Была в «Жизни…» и еще одна пронзительная тема — любовь. В середине бедствий между отцом Василием и его женой родилась не плотская, а воистину христианская любовь: «…в его голосе, когда он говорил с попадьею, в его взгляде, обращенном на нее, была тихая нежность, которую одна только она могла уловить своим измученным сердцем». Незримые нити связывали Фивейского с попадьей, и где бы он ни был — чувствовал ее рядом: «Они мало говорили между собой, и просты и обыкновенны были скупые речи; они редко бывали вместе, разрозненные жизнью, — но полным страдания сердцем они непрестанно искали друг друга; и никто из людей, ни сама жестокая судьба не могла, казалось, догадаться, с какой безнадежной тоскою и нежностью любят они». Однако «жестокая судьба» догадалась — и отняла у попа и эту любовь. Зимой 1902/03 года та самая, крепкая и не слишком заметная для окружающих любовь все больше связывала Леонида и Шурочку, жена присутствует в письмах Андреева Горькому, ее здоровье теперь волнует Леонида Николаевича не меньше своего собственного.

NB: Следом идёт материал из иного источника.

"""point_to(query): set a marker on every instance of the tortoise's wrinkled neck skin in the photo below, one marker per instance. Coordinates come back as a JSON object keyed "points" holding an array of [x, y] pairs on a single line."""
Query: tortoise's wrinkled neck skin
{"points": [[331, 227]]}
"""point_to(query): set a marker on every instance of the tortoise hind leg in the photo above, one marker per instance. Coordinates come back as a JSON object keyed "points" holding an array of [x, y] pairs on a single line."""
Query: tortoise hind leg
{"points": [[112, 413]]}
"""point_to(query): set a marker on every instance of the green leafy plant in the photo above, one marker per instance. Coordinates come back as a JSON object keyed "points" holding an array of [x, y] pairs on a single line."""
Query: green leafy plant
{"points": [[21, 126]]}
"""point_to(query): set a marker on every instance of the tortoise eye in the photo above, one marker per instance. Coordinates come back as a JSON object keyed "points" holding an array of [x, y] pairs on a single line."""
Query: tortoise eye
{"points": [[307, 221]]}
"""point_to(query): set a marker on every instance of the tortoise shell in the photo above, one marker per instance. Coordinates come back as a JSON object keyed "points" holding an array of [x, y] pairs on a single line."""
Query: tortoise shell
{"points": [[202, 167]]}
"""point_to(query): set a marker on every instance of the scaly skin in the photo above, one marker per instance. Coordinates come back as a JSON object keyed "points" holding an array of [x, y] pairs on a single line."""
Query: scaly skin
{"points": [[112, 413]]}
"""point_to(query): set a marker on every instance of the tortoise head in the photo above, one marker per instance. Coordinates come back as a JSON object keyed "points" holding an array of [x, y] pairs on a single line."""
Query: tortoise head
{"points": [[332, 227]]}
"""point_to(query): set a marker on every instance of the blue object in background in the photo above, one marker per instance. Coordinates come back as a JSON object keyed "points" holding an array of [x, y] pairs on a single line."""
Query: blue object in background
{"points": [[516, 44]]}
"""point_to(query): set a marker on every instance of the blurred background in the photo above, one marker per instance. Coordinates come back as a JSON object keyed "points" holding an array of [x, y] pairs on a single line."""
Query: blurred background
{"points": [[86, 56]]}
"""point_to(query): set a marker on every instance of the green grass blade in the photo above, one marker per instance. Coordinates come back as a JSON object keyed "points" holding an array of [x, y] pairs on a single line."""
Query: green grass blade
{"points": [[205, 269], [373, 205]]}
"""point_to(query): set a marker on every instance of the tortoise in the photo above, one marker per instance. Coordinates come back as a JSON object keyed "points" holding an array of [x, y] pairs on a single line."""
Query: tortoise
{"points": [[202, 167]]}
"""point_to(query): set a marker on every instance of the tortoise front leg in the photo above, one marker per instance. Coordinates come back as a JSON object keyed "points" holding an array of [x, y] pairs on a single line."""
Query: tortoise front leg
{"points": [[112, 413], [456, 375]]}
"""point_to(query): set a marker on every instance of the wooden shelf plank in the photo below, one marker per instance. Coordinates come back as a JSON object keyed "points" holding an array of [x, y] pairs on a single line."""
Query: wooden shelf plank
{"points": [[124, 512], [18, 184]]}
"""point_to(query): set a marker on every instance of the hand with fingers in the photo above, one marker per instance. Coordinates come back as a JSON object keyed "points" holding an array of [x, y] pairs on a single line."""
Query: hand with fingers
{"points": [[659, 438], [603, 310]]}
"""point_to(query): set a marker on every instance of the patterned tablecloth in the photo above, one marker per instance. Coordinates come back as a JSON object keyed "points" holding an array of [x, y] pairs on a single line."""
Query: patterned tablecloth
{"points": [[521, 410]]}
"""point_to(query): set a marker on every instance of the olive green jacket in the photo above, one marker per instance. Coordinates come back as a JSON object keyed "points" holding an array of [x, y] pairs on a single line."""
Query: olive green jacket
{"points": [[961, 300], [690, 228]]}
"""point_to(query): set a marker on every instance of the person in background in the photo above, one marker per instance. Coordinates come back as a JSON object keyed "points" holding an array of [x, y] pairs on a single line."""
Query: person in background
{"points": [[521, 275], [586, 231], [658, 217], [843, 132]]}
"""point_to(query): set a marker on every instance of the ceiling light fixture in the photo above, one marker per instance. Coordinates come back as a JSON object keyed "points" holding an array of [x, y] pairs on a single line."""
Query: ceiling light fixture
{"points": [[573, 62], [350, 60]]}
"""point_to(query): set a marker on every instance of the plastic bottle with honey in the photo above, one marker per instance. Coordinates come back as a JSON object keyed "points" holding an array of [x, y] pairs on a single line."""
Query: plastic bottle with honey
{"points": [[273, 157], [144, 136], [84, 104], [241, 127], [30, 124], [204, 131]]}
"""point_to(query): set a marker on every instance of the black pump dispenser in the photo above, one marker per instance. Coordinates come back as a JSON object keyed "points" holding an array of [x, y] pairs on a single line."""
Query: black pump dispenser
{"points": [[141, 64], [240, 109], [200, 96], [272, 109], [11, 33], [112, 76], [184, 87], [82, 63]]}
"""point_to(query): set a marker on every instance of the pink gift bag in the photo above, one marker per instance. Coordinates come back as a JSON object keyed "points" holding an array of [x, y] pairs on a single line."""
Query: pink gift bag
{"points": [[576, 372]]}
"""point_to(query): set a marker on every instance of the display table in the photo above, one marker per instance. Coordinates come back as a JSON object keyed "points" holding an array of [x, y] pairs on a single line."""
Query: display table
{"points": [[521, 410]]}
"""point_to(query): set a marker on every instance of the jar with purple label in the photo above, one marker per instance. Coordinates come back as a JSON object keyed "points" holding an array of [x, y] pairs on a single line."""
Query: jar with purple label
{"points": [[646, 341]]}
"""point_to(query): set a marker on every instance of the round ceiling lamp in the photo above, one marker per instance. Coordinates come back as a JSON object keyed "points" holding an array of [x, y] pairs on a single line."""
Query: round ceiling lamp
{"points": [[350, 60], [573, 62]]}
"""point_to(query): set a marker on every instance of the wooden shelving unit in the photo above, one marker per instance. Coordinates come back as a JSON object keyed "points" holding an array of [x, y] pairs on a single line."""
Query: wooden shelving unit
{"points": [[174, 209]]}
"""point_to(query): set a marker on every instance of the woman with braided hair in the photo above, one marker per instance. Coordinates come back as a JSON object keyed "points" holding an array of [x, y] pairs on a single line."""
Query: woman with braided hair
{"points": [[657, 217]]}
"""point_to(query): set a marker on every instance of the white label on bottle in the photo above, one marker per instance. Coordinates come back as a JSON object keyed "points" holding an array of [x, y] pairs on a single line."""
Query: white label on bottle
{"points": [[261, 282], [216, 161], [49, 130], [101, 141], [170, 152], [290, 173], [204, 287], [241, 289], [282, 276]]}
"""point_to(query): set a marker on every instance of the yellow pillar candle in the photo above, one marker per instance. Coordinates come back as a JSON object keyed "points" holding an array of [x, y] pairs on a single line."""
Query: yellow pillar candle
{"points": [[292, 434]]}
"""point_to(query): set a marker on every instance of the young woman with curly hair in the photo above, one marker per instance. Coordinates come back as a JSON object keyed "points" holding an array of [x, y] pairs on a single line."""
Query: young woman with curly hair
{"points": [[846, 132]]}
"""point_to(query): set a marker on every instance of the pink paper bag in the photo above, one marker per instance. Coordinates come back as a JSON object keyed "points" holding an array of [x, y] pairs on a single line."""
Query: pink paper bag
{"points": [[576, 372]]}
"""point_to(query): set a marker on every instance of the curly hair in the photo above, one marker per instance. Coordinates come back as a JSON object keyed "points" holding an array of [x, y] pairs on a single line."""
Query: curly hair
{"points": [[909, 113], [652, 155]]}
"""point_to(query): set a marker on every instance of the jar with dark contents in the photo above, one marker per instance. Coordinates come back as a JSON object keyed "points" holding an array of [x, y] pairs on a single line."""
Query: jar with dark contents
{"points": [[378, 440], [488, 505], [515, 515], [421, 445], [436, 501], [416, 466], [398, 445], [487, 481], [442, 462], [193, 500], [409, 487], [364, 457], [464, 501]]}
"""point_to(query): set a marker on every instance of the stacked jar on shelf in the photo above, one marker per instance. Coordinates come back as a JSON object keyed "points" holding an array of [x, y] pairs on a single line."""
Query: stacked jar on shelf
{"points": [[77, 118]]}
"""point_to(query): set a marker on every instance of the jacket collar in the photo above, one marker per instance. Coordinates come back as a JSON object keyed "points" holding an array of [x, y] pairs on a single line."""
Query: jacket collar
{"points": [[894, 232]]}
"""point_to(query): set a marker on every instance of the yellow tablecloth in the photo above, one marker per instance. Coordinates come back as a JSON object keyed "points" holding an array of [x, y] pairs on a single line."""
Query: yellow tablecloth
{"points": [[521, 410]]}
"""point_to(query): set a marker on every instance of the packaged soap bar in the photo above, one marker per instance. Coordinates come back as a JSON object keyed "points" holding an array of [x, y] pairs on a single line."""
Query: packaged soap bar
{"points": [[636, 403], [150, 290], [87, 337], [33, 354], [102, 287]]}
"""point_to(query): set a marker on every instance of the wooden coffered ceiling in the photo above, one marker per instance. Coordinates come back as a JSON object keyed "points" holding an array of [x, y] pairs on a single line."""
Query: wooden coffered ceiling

Тот самый брак, о котором Розанов говорил, что он как сумка «защелкнулась» или «не защелкнулась», — раскрывал для них обоих все новые и новые грани «общего счастья»: 25 декабря 1902 года на свет появился младенец: «…ростом он был чрезвычайно мал, весил семь с половиной фунтов и лицо имел красное с очень большим распухшим носом». Роды принимала старшая сестра Шурочки — уже знакомая нам Елизавета Доброва. По современным стандартам будущий Вадим Леонидович Андреев имел абсолютно нормальный вес — 3 килограмма 400 граммов, а послеродовая краснота — обычное состояние всех новорожденных, однако в ставшем впоследствии семейной реликвией «Дневнике Димискина» Андреев отметил, что «первоначальный вид Димискина был неказист». Димискин — а также Дим Дим, Диди, Димок и Вадечка — семейные прозвища, которые немедленно получил первенец, официально названный Вадимом. «Первые недели существования Димискина омрачались неудачами: мать его была больна, молока было мало, и он голодал. Кричал, однако, мало и так упорно спал, что крайне мнительный родитель его часто выражал недоумение и даже страх»[209]. «Крайне мнительный родитель» просил своего друга — воинствующего атеиста Максимушку — стать крестным отцом младенца. «Шура очень ухватилась за мысль, что ты будешь крестить мальчишку. Для этого тебе приезжать не потребуется, — писал он Горькому в Нижний, — а тебя запишут где-то в книгу»[210]. Крестной матерью Вадима стала мать Шурочки — Ефросинья Варфоломеевна.
«Дневник Димискина» вели оба родителя, этот документ всю жизнь хранил его герой — Вадим Андреев, хранил как семейную реликвию и свидетельство подлинного счастья, в атмосфере которого рос и развивался малыш. Раннего счастья, о котором у Вадима сохранились лишь смутные воспоминания, как и о своей матери — Александре Велигорской. «Он очень нежен и чувствителен, с большим воображением и интеллектуальностью. Странное чувство бывает при взгляде на него иногда: как будто кто-то старый, старый вошел на время в ребенка, стал ребенком и понимает комичность и странность своего положения — так хитро, умно и старо улыбается он»[211], — наблюдала Шурочка за Вадимом. Улыбка старичка, набегающая порой на безмятежное чело младенца, — несомненно — тень будущего, где ко всем бедствиям, которые предстоит пережить ровесникам XX века, прибавятся и раннее сиротство, и мучительная любовь к отцу, ненависть к мачехе, трудное становление собственного поэтического голоса. Но, вероятно, та огромная порция любви, которую получил Димискин в первые четыре года своего существования, создала этому человеку «запас прочности», этот ресурс и помог ему в годы юношеских скитаний в Грузии и Турции: бессмысленных, но весьма опасных попыток «спасти Россию» на исходе Гражданской войны. Этот запас помог ему и в зрелые годы — в борьбе против оккупации Франции, в нищете эмиграции, в его — всегда рискованных — порывах любви к родине и в скитаниях по Европе в поисках себя.